According to a statement issued by the Philippines’ Department of Tourism (DoT), attractions such as the Loboc River Cruise, Tarsier Habitat and Chocolate Hills Adventure Park have begun welcoming visitors once again.

Roads leading to tourist places of interest are also now passable, with roads from Tagbilaran City to Carmen via Corella already open to cars and vans.

The United States Agency for International Development (USAID) has pledged to support the recovery of Bohol and Cebu through the development of a recovery plan.

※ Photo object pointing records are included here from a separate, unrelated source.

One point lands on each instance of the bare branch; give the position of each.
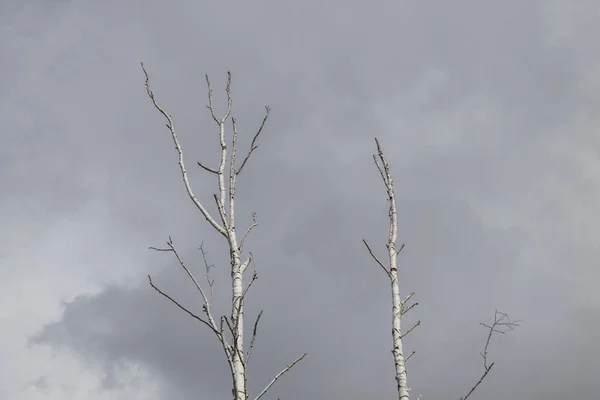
(186, 182)
(214, 171)
(206, 306)
(228, 91)
(410, 330)
(254, 223)
(254, 277)
(207, 271)
(221, 209)
(254, 331)
(376, 259)
(210, 105)
(278, 376)
(400, 249)
(182, 307)
(252, 146)
(232, 174)
(500, 320)
(405, 310)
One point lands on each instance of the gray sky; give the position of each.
(487, 110)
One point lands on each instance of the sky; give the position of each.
(487, 111)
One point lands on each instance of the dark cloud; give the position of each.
(480, 110)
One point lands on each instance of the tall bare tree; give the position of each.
(229, 330)
(501, 324)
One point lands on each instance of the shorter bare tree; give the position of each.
(501, 324)
(230, 329)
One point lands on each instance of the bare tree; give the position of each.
(229, 330)
(400, 306)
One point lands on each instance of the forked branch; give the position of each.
(502, 324)
(283, 371)
(170, 125)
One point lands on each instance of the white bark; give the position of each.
(392, 273)
(502, 323)
(225, 203)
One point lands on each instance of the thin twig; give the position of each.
(254, 223)
(377, 260)
(186, 182)
(252, 146)
(254, 331)
(508, 325)
(410, 329)
(182, 307)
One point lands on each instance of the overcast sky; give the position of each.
(487, 110)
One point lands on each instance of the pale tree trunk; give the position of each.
(391, 270)
(230, 329)
(501, 324)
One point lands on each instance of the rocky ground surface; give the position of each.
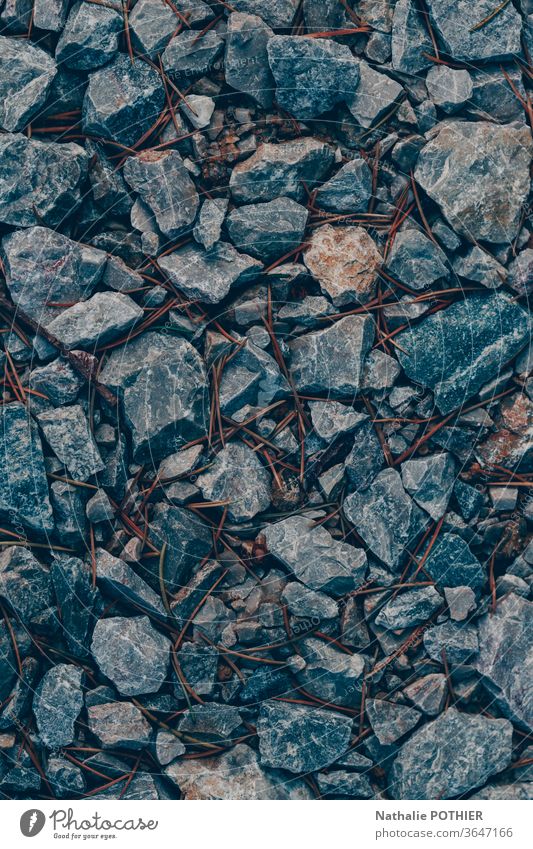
(267, 413)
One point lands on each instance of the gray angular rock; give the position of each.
(410, 39)
(314, 556)
(390, 721)
(456, 351)
(24, 493)
(267, 230)
(131, 653)
(122, 101)
(312, 75)
(478, 173)
(67, 431)
(90, 37)
(412, 608)
(375, 95)
(455, 22)
(96, 321)
(345, 261)
(450, 756)
(164, 185)
(39, 181)
(430, 481)
(349, 190)
(119, 725)
(208, 276)
(26, 74)
(384, 516)
(237, 477)
(415, 260)
(503, 657)
(24, 583)
(301, 740)
(276, 170)
(449, 88)
(332, 360)
(451, 563)
(57, 704)
(246, 59)
(235, 775)
(161, 422)
(43, 266)
(188, 57)
(457, 641)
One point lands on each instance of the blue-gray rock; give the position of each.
(332, 360)
(451, 564)
(456, 351)
(385, 516)
(122, 101)
(43, 266)
(24, 583)
(96, 321)
(429, 480)
(67, 432)
(349, 190)
(26, 74)
(90, 37)
(390, 721)
(208, 276)
(318, 560)
(164, 185)
(410, 39)
(237, 477)
(188, 57)
(504, 637)
(450, 756)
(57, 704)
(23, 486)
(119, 725)
(375, 95)
(456, 640)
(246, 64)
(312, 75)
(40, 182)
(455, 23)
(409, 609)
(267, 230)
(299, 739)
(50, 14)
(478, 173)
(131, 653)
(162, 421)
(448, 88)
(415, 260)
(276, 170)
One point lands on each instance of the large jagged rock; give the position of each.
(332, 360)
(478, 173)
(43, 266)
(456, 351)
(312, 75)
(40, 183)
(24, 493)
(503, 657)
(131, 653)
(450, 756)
(276, 170)
(316, 559)
(122, 100)
(26, 74)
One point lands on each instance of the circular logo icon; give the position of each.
(32, 822)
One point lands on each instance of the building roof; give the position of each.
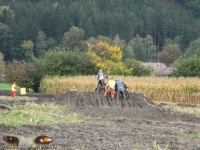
(160, 69)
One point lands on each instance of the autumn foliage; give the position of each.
(108, 58)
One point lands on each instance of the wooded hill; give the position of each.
(32, 27)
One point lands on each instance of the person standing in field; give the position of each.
(120, 88)
(100, 77)
(13, 89)
(110, 88)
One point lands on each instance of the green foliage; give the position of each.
(22, 73)
(2, 64)
(40, 46)
(27, 50)
(138, 68)
(61, 61)
(194, 48)
(187, 67)
(73, 38)
(107, 58)
(136, 49)
(169, 54)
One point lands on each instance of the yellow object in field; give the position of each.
(22, 91)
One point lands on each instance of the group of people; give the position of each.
(113, 85)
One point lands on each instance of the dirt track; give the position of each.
(133, 123)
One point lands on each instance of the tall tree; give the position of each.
(73, 38)
(40, 46)
(107, 58)
(27, 50)
(169, 54)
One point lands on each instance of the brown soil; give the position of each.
(134, 123)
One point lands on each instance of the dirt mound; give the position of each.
(135, 122)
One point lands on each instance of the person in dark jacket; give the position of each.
(120, 88)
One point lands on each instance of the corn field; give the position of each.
(165, 89)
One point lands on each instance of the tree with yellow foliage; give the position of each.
(107, 58)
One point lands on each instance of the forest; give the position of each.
(145, 30)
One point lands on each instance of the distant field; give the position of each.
(184, 90)
(5, 86)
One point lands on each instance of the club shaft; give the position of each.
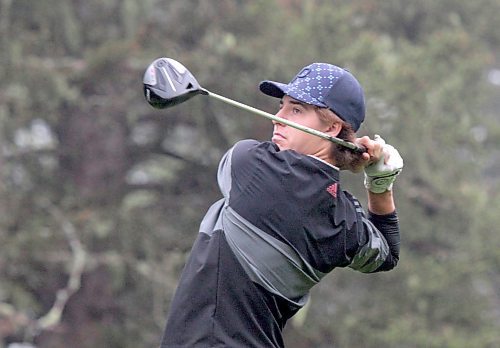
(298, 126)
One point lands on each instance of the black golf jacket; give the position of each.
(283, 223)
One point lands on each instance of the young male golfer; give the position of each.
(284, 221)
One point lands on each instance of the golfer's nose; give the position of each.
(280, 114)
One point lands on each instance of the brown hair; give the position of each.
(342, 157)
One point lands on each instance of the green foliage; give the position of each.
(81, 151)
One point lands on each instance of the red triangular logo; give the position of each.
(332, 189)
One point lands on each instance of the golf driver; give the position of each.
(167, 83)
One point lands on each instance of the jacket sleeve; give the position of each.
(378, 238)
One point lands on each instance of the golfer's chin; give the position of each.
(280, 143)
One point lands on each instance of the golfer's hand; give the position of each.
(384, 163)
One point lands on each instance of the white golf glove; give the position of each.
(380, 176)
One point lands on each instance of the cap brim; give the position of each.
(272, 88)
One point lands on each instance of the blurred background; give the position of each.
(101, 195)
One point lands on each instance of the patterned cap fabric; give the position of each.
(324, 85)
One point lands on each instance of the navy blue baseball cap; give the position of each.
(324, 85)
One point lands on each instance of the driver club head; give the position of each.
(167, 83)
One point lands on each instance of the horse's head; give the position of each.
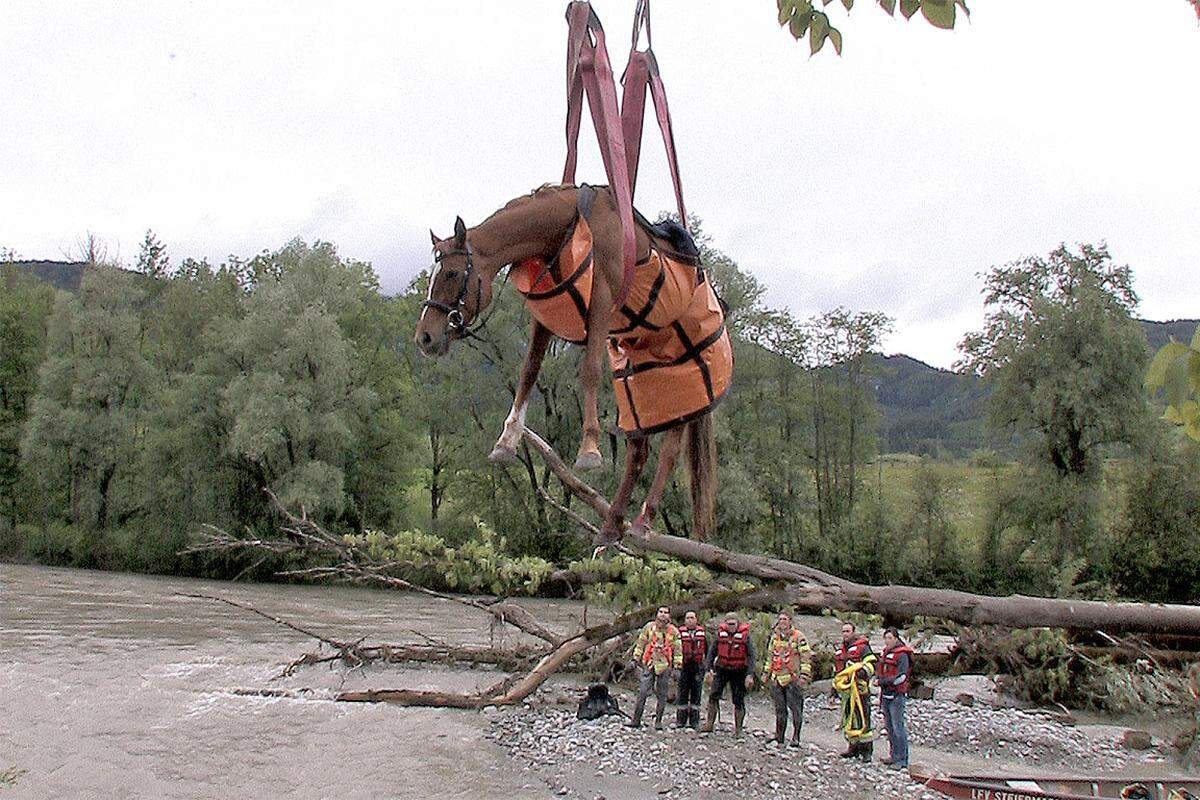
(457, 293)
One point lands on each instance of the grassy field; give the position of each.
(970, 488)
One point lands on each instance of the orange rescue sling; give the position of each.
(670, 352)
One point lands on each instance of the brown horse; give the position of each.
(539, 226)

The plan includes a communication strategy to bring back the confidence of domestic and international travellers and of the communities, the assessment of tourism infrastructure and assets to be prioritised for rehabilitation by agencies concerned, international donors, development partners, national and local government agencies, and the private sector.

It also extends to product development for new tourism circuits, governance programmes, and long-term initiatives to sustain growth, mitigate risk of crises and increase preparedness of tourism destinations in the event of disasters such as the recent earthquake (TTG Asia e-Daily, October 16, 2013).

DoT has postponed the United Nations World Tourism Organization’s 5th World Ecotourism Conference, originally scheduled to take place in Cebu and Bohol between November 13 and 15, to 1Q2014 (TTG Asia e-Daily, October 30, 2013).